Donald Trump a assuré vendredi à l’AFP qu’un accord avec l’Iran était «très proche», déclarant qu’il ne restait plus de «points de blocage» entre Washington et Téhéran.
«Nous sommes très proches d’obtenir un accord», a dit le président américain, joint par téléphone. À la question de savoir s’il restait des désaccords entre les deux pays, le président américain a répondu: «pas de points de blocage».
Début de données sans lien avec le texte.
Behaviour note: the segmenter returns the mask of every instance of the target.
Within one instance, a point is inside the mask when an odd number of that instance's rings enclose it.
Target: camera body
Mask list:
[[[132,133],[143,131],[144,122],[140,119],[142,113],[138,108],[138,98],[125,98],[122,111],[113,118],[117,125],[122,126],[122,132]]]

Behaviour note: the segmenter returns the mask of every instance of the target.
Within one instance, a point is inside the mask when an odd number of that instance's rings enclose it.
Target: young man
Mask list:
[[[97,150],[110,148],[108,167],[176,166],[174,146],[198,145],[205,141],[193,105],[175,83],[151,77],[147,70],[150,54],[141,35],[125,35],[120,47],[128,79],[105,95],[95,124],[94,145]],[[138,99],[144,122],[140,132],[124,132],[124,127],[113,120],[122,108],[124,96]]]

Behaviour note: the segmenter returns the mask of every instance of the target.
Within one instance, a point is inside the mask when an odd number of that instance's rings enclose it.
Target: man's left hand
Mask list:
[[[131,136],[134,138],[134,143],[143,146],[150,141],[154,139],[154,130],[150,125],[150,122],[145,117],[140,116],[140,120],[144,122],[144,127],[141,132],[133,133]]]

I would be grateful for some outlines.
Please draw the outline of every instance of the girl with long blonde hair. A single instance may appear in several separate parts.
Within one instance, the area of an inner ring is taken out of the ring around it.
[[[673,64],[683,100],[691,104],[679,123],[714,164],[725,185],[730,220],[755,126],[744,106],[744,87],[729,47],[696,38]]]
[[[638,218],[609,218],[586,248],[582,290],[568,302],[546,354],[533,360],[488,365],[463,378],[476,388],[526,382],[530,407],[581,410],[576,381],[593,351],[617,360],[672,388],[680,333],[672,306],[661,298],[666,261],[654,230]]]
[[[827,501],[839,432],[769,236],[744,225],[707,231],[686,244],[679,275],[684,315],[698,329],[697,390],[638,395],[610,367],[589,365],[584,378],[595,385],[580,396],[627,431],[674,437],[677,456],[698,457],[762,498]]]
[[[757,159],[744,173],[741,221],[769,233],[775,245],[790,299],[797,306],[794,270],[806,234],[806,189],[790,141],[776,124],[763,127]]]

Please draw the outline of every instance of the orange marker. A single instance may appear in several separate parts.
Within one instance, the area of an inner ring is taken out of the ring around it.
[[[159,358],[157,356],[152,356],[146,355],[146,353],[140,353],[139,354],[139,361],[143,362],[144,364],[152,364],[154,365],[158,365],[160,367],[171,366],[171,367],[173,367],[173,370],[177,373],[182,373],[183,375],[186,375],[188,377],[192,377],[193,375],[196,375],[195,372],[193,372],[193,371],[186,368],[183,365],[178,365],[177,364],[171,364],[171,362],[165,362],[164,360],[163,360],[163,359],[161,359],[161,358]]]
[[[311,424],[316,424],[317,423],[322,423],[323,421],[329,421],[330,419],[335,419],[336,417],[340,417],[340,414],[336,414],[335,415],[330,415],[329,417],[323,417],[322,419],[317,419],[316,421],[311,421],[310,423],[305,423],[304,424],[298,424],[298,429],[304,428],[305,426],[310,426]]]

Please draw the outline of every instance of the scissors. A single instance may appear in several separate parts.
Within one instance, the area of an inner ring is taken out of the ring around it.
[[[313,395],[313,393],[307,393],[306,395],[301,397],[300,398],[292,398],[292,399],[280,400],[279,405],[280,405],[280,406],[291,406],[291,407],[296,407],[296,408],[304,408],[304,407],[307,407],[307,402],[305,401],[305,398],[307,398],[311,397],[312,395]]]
«Nous sommes très proches. On dirait que cela va être très positif pour tout le monde. Et nous sommes sur le point de conclure un accord», a-t-il déclaré lors d’un bref entretien téléphonique depuis Las Vegas.
Interrogé sur la raison pour laquelle il n’avait pas encore annoncé d’accord après ces messages optimistes, Donald Trump a répondu qu’il souhaitait d’abord un accord écrit.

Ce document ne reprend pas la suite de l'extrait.